Le dossier PetroCaribe franchit ce mercredi une nouvelle étape. Le commissaire du gouvernement près le tribunal de première instance de Port-au-Prince a en effet annoncé la nouvelle : « Nous avons analysé la plainte de l’État haïtien, le rapport de la Cour supérieure des comptes, les documents du BMPAD, les rapports des commissions sénatoriales et les plaintes relatives au dossier PetroCaribe. Ainsi, conformément aux articles 50 et 51 du Code d’instruction criminelle, nous avons acheminé un réquisitoire définitif au cabinet d’instruction. »

Par ce réquisitoire, le cabinet d’instruction est de nouveau saisi du dossier PetroCaribe et peut instruire afin d’émettre une ordonnance dans le délai de trois mois que fixe la loi. « Aux termes de travaux de plusieurs jours, ce dossier est prêt à poursuivre son chemin », se félicite le commissaire du gouvernement qui affirme avoir saisi le cabinet d’instruction en bonne forme. Selon lui, ce dossier devrait être envoyé au juge d’instruction qui l’avait acheminé au parquet.

Dans cet acte juridique, Me Paul Éronce Villard retient comme charges des actes de corruption, de concussion, de blanchiment des avoirs et de détournement de fonds. L’homme de loi a par ailleurs fait savoir que certaines infractions comme la dilapidation de deniers publics exigent un rapport de la Cour supérieure des comptes et du contentieux administratif (CSC/CA). Il dit croire en ce sens que le rapport partiel de ladite Cour peut servir d’éléments d’informations. D’ailleurs, poursuit-il, à chaque étape, la Cour fournit des recommandations.

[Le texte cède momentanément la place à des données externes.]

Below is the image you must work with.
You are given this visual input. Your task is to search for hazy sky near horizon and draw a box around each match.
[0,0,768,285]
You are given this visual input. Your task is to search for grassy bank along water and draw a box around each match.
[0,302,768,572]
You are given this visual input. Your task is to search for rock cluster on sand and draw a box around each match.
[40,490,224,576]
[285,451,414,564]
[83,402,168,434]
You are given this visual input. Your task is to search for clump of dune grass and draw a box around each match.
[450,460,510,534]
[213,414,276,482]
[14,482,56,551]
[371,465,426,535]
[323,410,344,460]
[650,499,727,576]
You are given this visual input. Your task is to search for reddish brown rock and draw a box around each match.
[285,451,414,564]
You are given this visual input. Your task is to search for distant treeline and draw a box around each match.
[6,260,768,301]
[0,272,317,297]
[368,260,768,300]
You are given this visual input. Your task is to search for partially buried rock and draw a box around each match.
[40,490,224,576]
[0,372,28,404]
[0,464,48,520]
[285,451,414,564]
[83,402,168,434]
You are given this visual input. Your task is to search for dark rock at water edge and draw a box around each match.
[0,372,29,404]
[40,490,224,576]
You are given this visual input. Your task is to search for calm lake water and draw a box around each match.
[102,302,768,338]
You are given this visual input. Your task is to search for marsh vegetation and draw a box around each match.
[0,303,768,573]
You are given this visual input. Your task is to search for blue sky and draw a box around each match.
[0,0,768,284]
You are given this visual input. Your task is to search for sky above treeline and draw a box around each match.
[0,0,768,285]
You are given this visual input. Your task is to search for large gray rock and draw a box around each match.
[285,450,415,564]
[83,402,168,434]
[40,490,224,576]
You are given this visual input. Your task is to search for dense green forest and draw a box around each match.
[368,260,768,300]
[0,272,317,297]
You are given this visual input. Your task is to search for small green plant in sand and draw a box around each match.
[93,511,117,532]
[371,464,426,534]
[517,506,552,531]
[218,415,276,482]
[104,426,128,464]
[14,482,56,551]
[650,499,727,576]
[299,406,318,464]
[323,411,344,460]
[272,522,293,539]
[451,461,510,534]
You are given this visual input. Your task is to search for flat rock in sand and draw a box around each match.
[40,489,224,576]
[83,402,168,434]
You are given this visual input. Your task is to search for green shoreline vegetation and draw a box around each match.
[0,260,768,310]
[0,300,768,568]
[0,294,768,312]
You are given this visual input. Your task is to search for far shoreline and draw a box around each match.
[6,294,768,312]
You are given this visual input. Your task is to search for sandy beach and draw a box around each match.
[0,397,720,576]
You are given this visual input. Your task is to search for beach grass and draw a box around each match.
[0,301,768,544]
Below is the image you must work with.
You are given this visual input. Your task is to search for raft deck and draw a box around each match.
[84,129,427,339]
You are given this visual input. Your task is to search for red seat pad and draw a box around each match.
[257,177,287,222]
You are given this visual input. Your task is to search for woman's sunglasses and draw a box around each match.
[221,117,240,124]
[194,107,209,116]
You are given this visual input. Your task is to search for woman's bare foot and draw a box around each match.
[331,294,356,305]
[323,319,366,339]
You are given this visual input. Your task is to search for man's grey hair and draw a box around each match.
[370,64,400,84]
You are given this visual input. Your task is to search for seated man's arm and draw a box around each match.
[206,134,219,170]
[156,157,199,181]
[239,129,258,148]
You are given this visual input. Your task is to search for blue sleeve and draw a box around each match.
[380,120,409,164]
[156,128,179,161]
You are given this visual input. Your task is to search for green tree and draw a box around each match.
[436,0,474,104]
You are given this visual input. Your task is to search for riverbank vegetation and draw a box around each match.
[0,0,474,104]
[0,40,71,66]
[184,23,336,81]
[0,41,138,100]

Cependant, enchaîne-t-il, d’autres faits comme la corruption ne requiert qu’une plainte, selon la loi du 9 mai 2014 portant prévention et répression de la corruption. Le commissaire du gouvernement a en outre rappelé le principe de la non-rétroactivité de la loi car la loi réprimant la corruption date de 2014. Ainsi, soutient-il, les infractions commises avant la promulgation de la loi devront être jugées aux termes du code pénal, notamment des articles 130, 132, 135...

Au cours de son long entretien avec la presse, le commissaire du gouvernement a rappelé que seul un juge peut dire le mot du droit. Il revient à cet effet au cabinet d’instruction de prononcer une ordonnance de non-lieu ou de renvoi afin de déterminer la suite du dossier PetroCaribe.

Entre-temps, des politiques se frottent les mains après avoir appris cette nouvelle qui pourrait produire des sueurs froides. Le militant politique, Me André Michel, n’a pas tardé à réagir. Selon lui, le parquet a pris en compte l’action des plaignants dans son réquisitoire. « Pour l’instant, la balle est dans le camp du juge d’instruction qui va devoir assumer ses responsabilités », prévient Me André Michel qui estime que cette étape représente une victoire pour les plaignants, leurs avocats et ceux qui se sont mobilisés pour réclamer la lumière sur la dilapidation présumée dudit fonds.

Toutefois, le fer de lance du secteur dit démocratique et populaire en a profité pour inviter la population à continuer à mobiliser aux fins d’arrêter les éventuels dilapidateurs des 4,2 milliards de dollars américains investis entre 2008 et 2016.